Hence, the RBI, SEBI and GIFT City regulator IFSCA did not strike any deal with ESMA, forcing the EU regulator to issue the diktat. Indian regulatory officials also believe that ESMA was vexed with the growth of India’s markets, which have overtaken Europe’s and most major countries in various segments.
Many foreign banks in Europe have written to the Indian regulators, government and their own country’s authorities for a settlement on the issue as they would lose business to other US and European banks.
Europe’s large players including Deutsche Bank, BNP Paribas, Credit Suisse, Société Générale act as custodians in India for clearing FPI (foreign portfolio investor) trades and have around 25 per cent or more business.

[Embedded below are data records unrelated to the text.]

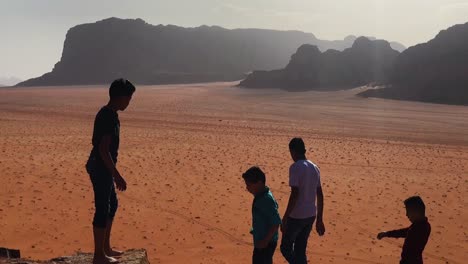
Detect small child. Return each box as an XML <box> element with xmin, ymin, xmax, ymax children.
<box><xmin>242</xmin><ymin>166</ymin><xmax>282</xmax><ymax>264</ymax></box>
<box><xmin>377</xmin><ymin>196</ymin><xmax>431</xmax><ymax>264</ymax></box>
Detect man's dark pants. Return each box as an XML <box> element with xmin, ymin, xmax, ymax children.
<box><xmin>280</xmin><ymin>216</ymin><xmax>316</xmax><ymax>264</ymax></box>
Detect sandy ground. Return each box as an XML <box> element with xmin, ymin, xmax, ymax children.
<box><xmin>0</xmin><ymin>82</ymin><xmax>467</xmax><ymax>264</ymax></box>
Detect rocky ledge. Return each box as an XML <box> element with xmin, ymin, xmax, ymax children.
<box><xmin>0</xmin><ymin>249</ymin><xmax>149</xmax><ymax>264</ymax></box>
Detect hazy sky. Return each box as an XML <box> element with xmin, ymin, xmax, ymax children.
<box><xmin>1</xmin><ymin>0</ymin><xmax>468</xmax><ymax>80</ymax></box>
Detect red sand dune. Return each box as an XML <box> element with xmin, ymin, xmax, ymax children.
<box><xmin>0</xmin><ymin>83</ymin><xmax>467</xmax><ymax>263</ymax></box>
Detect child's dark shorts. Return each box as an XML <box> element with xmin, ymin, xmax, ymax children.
<box><xmin>86</xmin><ymin>157</ymin><xmax>118</xmax><ymax>228</ymax></box>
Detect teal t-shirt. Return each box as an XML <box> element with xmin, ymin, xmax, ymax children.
<box><xmin>251</xmin><ymin>186</ymin><xmax>282</xmax><ymax>244</ymax></box>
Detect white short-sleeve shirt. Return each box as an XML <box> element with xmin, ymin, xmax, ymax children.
<box><xmin>289</xmin><ymin>160</ymin><xmax>321</xmax><ymax>219</ymax></box>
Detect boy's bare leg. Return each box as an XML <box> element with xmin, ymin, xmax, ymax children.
<box><xmin>94</xmin><ymin>227</ymin><xmax>119</xmax><ymax>264</ymax></box>
<box><xmin>104</xmin><ymin>219</ymin><xmax>124</xmax><ymax>257</ymax></box>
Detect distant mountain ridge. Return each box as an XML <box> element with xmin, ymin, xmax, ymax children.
<box><xmin>341</xmin><ymin>35</ymin><xmax>405</xmax><ymax>54</ymax></box>
<box><xmin>17</xmin><ymin>17</ymin><xmax>405</xmax><ymax>86</ymax></box>
<box><xmin>239</xmin><ymin>37</ymin><xmax>400</xmax><ymax>90</ymax></box>
<box><xmin>360</xmin><ymin>21</ymin><xmax>468</xmax><ymax>105</ymax></box>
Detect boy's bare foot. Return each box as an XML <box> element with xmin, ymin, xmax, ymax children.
<box><xmin>93</xmin><ymin>255</ymin><xmax>119</xmax><ymax>264</ymax></box>
<box><xmin>105</xmin><ymin>249</ymin><xmax>124</xmax><ymax>257</ymax></box>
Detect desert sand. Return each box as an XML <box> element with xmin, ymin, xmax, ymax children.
<box><xmin>0</xmin><ymin>82</ymin><xmax>467</xmax><ymax>263</ymax></box>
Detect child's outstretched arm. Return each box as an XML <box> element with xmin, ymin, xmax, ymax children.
<box><xmin>378</xmin><ymin>227</ymin><xmax>409</xmax><ymax>239</ymax></box>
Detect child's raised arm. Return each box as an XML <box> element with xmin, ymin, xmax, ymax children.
<box><xmin>378</xmin><ymin>227</ymin><xmax>409</xmax><ymax>239</ymax></box>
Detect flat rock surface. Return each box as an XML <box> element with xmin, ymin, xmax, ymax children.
<box><xmin>1</xmin><ymin>249</ymin><xmax>148</xmax><ymax>264</ymax></box>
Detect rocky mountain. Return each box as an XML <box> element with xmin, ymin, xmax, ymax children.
<box><xmin>239</xmin><ymin>37</ymin><xmax>400</xmax><ymax>90</ymax></box>
<box><xmin>341</xmin><ymin>35</ymin><xmax>406</xmax><ymax>53</ymax></box>
<box><xmin>17</xmin><ymin>17</ymin><xmax>405</xmax><ymax>86</ymax></box>
<box><xmin>360</xmin><ymin>22</ymin><xmax>468</xmax><ymax>105</ymax></box>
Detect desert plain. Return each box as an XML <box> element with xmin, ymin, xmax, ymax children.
<box><xmin>0</xmin><ymin>82</ymin><xmax>467</xmax><ymax>263</ymax></box>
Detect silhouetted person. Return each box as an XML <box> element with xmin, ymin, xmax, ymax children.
<box><xmin>86</xmin><ymin>79</ymin><xmax>135</xmax><ymax>264</ymax></box>
<box><xmin>242</xmin><ymin>166</ymin><xmax>282</xmax><ymax>264</ymax></box>
<box><xmin>280</xmin><ymin>138</ymin><xmax>325</xmax><ymax>264</ymax></box>
<box><xmin>378</xmin><ymin>196</ymin><xmax>431</xmax><ymax>264</ymax></box>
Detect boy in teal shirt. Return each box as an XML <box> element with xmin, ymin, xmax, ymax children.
<box><xmin>242</xmin><ymin>166</ymin><xmax>282</xmax><ymax>264</ymax></box>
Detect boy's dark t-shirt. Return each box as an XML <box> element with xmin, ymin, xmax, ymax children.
<box><xmin>91</xmin><ymin>106</ymin><xmax>120</xmax><ymax>166</ymax></box>
<box><xmin>386</xmin><ymin>217</ymin><xmax>431</xmax><ymax>264</ymax></box>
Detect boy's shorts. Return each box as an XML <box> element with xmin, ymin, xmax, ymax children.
<box><xmin>86</xmin><ymin>157</ymin><xmax>118</xmax><ymax>228</ymax></box>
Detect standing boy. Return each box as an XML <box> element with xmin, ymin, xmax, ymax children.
<box><xmin>242</xmin><ymin>166</ymin><xmax>282</xmax><ymax>264</ymax></box>
<box><xmin>86</xmin><ymin>79</ymin><xmax>135</xmax><ymax>264</ymax></box>
<box><xmin>377</xmin><ymin>196</ymin><xmax>431</xmax><ymax>264</ymax></box>
<box><xmin>281</xmin><ymin>138</ymin><xmax>325</xmax><ymax>264</ymax></box>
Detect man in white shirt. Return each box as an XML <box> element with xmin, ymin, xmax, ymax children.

Over 9,000 funds are registered as FPIs in India and nearly 3,000 of them come from Europe. Bank of New York Mellon, State Street Bank and Trust Company, JPMorgan Chase, Citi, HSBC and Standard Chartered are some of the US and Asian banks that act as custodians in India.
Will expose data
The six Indian CCs include Clearing Corporation of India (CCIL), supervised by the RBI; Indian Clearing Corporation and NSE Clearing MCX Clearing Corporation, supervised by SEBI; and India International Clearing Corporation and NSE IFSC Clearing Corporation, supervised by the IFSCA.
Trades in India’s entire cash and derivatives market in equities, bonds and forex are cleared and settled among the six CCs and giving a right to a regulator outside India to audit them will expose the country’s financial markets, it is felt.
On February 17, BaFin said, “(It) intends to issue administrative orders to ensure compliance as soon as possible but no later than 18 months following the date on which the relevant ESMA decisions enter into force, i.e. by October 31, 2024. BaFin will monitor the progress of the implementation of plans for remediation of compliance in a risk-based and timely manner.”
A notification from France AMF said, “Taking into account the significant impact for some French credit institutions of the withdrawal decision by ESMA of the recognition of six Indian CCPs, the AMF, jointly with the ACPR and the Banque de France, invite those credit institutions currently clearing members to provide the AMF and the ACPR with a transitional plan ensuring that the termination of their membership is effective no later than October 31, 2024.”
Effectively, two of the largest countries in the EU have pushed the issue to October 2024, which will be several months after the general elections in India.
“France and Germany have shown that ESMA is not the final world. In 2013 too, ESMA made a similar demand but it had to eat its words. Then, the regulators in India and the government told ESMA that even Indian CCs would stop recognising European banks as custodians and their entire clearing and settlement business can move to others, including the US banks. This made ESMA go cold on its demands then,” said a former regulatory official involved with the 2013 move.